Nas suas derradeiras horas de vida, Deise Moura dos Anjos escreveu cartas, de forma desconexa, dentro da prisão na qual estava recolhida por suspeita de assassinar quatro familiares e de outras sete tentativas de homicídio não concretizadas. Apesar dos consistentes indícios de que premeditou tudo, ela culpa a sogra, Zeli dos Anjos (uma das vítimas sobreviventes) pelo infortúnio. Pouco antes de tirar a própria vida, se enforcando na cela, Deise redigiu uma mensagem destinada à mãe do seu marido:
"Muito obrigada por esses 20 anos que fez da minha vida de casada um inferno. Mais uma vez eu sou a vilã e você a mocinha. Conseguiu ficar com tudo: meu filho, minha casa..."
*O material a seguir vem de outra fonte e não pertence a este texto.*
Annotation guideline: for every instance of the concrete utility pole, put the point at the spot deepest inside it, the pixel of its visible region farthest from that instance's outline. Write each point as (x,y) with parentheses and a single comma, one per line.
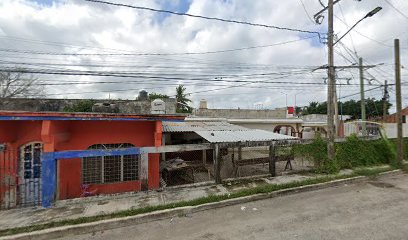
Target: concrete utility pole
(363,113)
(400,146)
(385,100)
(331,84)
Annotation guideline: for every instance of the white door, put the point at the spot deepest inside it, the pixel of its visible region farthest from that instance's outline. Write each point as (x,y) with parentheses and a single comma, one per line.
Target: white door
(29,186)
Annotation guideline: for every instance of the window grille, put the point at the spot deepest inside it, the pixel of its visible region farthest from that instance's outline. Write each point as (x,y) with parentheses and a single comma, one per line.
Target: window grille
(110,169)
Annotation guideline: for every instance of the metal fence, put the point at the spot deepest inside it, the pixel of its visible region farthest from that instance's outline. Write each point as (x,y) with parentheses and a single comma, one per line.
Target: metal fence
(274,159)
(179,168)
(21,169)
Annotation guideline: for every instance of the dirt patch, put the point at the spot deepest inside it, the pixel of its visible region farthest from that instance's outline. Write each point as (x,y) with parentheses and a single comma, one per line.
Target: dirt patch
(382,184)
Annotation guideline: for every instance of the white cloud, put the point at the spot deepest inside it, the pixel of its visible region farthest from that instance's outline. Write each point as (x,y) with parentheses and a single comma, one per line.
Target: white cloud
(97,28)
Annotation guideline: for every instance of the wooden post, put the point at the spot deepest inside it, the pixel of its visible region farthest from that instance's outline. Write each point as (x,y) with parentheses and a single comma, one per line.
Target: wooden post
(239,153)
(205,157)
(144,171)
(400,143)
(217,164)
(272,162)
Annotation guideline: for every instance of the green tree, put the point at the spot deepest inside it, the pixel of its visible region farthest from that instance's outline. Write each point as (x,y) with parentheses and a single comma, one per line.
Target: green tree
(182,100)
(374,108)
(81,106)
(153,96)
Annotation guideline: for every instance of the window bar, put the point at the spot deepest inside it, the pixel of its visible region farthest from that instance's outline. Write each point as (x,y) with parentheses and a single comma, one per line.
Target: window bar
(103,169)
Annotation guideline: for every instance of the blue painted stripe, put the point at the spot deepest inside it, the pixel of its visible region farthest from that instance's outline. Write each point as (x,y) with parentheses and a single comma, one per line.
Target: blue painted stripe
(36,118)
(96,153)
(48,178)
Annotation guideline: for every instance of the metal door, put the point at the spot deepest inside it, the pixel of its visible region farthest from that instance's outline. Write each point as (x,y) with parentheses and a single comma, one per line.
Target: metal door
(30,174)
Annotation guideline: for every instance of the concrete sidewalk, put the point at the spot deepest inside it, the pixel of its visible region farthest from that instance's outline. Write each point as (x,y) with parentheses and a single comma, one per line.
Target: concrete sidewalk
(98,205)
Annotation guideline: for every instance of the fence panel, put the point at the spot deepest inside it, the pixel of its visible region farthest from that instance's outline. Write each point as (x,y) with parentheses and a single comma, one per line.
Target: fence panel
(179,168)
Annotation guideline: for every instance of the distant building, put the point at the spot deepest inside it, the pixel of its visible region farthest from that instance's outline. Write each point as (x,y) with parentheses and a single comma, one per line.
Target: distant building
(280,120)
(392,118)
(140,106)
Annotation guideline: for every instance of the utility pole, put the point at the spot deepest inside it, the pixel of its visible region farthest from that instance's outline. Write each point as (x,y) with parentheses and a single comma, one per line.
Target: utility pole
(336,107)
(331,84)
(362,101)
(385,100)
(400,145)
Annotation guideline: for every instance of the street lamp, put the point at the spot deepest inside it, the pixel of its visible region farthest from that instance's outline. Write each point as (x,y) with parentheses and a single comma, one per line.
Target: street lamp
(370,14)
(286,98)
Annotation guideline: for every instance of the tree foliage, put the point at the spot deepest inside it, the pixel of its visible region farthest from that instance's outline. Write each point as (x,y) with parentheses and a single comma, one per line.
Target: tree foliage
(153,96)
(18,84)
(182,100)
(81,106)
(374,108)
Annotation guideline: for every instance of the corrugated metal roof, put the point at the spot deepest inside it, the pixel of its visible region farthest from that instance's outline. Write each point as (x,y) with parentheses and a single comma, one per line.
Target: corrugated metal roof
(200,126)
(241,136)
É uma fantástica inversão dos fatos, já que abundam provas de que Deise tentou duas vezes matar a sogra por envenenamento de comida - e falhou, nas duas. O ódio seria porque considerava a sogra invasiva. Como não media consequências dos atos (e há inúmeros relatos indicando isso), tudo indica que acabou assassinando, ao colocar veneno em alimentos, quatro outros familiares (o marido de Zeli, duas irmãs dela e uma sobrinha)
Há indícios técnicos também de que, na perseguição a quem a contrariava, Deise tentou matar o marido com arsênio, o mesmo veneno usado para assassinar os demais, que comeram um bolo preparado com esse produto químico. Só que a dosagem foi baixa e ele sobreviveu ao suco envenenado. Talvez sem premeditar, ela também envenenou o filho, que tomou a mesma bebida destinada ao pai.
Tudo isso eu e você sabemos porque a investigação da Polícia Civil e do Instituto-Geral de Perícias (IGP) foi exemplar. Uma aula digna das séries CSI que passam na TV.
O delegado Marcos Veloso, de Torres (onde morreram três das quatro vítimas envenenadas), agiu com a cautela necessária. Afinal, não era um caso envolvendo bandidos, mas uma desavença familiar que poderia (ou não) ter derivado para assassinatos. A partir dos primeiros depoimentos indicando que Deise tinha sérios problemas de relacionamento com os parentes do marido, Veloso pediu a prisão cautelar dela e conseguiu - mas voltou atrás. Desistiu de prendê-la, nos primeiros dias, à espera de provas materiais.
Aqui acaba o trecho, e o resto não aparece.